A lo largo de la década, y al ritmo de la inflación, los subsidios como porcentaje del PBI fueron aumentando año a año, desde el 0,6% que representaban en 2005 hasta el 5% antes mencionado. En el 2011, tras el contundente triunfo electoral del kirchnerismo (CFK fue reelegida con el 54% en las elecciones presidenciales), el gobierno nacional había anunciado una serie de correcciones macroeconómicas que denominó “sintonía fina”, y que incluían la supresión progresiva de los subsidios. Comenzó con un grupo de usuarios industriales y comerciales, y continuó con clientes domiciliarios de los barrios más ricos de la ciudad y provincia de Buenos Aires. La ampliación de la quita a los usuarios de clase media y sectores populares se propuso a partir de un sistema de renuncia voluntaria que no prosperó, ya que fueron muy pocos los que se sumaron.
En perspectiva, pareciera que el gobierno se quedó a mitad de camino con la iniciativa, que resultó muy parcial y no formaba parte de una política más integral de moderación del gasto. De hecho, el volumen total de subsidios no paró de crecer, tomando cualquiera de los criterios de medición.

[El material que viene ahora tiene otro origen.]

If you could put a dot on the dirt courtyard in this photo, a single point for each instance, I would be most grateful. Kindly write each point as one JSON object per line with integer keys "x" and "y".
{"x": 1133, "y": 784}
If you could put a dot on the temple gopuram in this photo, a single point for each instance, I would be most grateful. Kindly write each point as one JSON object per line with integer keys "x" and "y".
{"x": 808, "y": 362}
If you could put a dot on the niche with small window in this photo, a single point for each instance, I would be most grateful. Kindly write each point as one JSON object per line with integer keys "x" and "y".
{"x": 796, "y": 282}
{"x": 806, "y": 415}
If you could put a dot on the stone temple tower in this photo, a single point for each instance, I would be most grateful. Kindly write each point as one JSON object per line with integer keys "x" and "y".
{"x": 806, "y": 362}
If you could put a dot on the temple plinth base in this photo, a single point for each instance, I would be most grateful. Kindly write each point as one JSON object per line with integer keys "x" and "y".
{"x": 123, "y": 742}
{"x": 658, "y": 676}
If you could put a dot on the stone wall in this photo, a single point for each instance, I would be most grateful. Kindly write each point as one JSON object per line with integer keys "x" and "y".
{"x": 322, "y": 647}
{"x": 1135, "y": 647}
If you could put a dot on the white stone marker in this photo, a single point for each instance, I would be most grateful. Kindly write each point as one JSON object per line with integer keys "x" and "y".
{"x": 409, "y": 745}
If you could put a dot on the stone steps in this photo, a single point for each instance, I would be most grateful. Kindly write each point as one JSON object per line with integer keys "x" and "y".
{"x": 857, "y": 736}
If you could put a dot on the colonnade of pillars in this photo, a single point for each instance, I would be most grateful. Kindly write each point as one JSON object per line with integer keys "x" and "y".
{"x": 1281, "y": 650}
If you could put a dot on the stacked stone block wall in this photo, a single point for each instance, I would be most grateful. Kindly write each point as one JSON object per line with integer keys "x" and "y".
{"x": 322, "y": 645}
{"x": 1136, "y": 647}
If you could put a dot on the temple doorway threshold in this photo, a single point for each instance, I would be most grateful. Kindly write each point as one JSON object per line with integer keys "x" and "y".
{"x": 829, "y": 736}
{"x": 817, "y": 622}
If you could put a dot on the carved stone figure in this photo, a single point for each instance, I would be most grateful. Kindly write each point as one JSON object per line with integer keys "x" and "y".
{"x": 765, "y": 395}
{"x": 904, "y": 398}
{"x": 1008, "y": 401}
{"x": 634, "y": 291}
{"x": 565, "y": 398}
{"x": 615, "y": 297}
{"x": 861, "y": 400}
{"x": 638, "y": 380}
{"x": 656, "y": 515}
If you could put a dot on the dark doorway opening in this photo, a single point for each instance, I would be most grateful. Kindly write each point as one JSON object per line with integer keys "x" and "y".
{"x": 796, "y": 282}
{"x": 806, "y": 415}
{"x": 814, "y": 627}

Lo más probable es que el gobierno retome el espíritu de la “sintonía fina” de fines de 2011, como dijo el ministro de Economía, pero manteniendo el gradualismo. Con la devaluación del peso, ya demostraron que están dispuestos a tomar medidas duras. Pero en la coyuntura, el objetivo prioritario del gobierno es contener el efecto inflacionario del tipo de cambio, y una quita unilateral de los subsidios, trasladada inmediatamente a las tarifas, sería fuertemente inflacionaria, ya que los servicios domiciliarios impactan sobre un tercio de la canasta básica. El problema político no es tan fácil de resolver, el mundo de las decisiones no es tan certero como los análisis económicos posteriores. La inflación de enero fue del 3,7%, la de febrero seguramente será mayor por el arrastre devaluatorio, pero a partir de marzo debería bajar. De no ser así, las expectativas de la inflación anualizada seguirían subiendo, y las pretensiones salariales de los trabajadores también.
En el contexto de este dilema, hay un dato sugerente: el nuevo Índice de Precios oficial, que sustituye a las polémicas mediciones anteriores, es realista, pero registra las variaciones de todo el país y no releva los precios de la ciudad de Buenos Aires -a diferencia del anterior que, precisamente tenía un sesgo metropolitano- que tendrán su propia medición. Así, en enero, que subieron las tarifas del transporte metropolitano, la inflación “porteña” medida por separado estuvo un punto por encima de la nacional. Eso indica que si se eliminan los subsidios a los servicios públicos de lacCiudad de Buenos Aires -la región más subsidiada-, la brecha entre la inflación metropolitana y la nacional aumentará aún más. Ese puede ser un camino a seguir por parte del gobierno nacional, casi anticipado por el diseño del nuevo índice: hacer sentir el mayor peso del traslado tarifario a los capitalinos.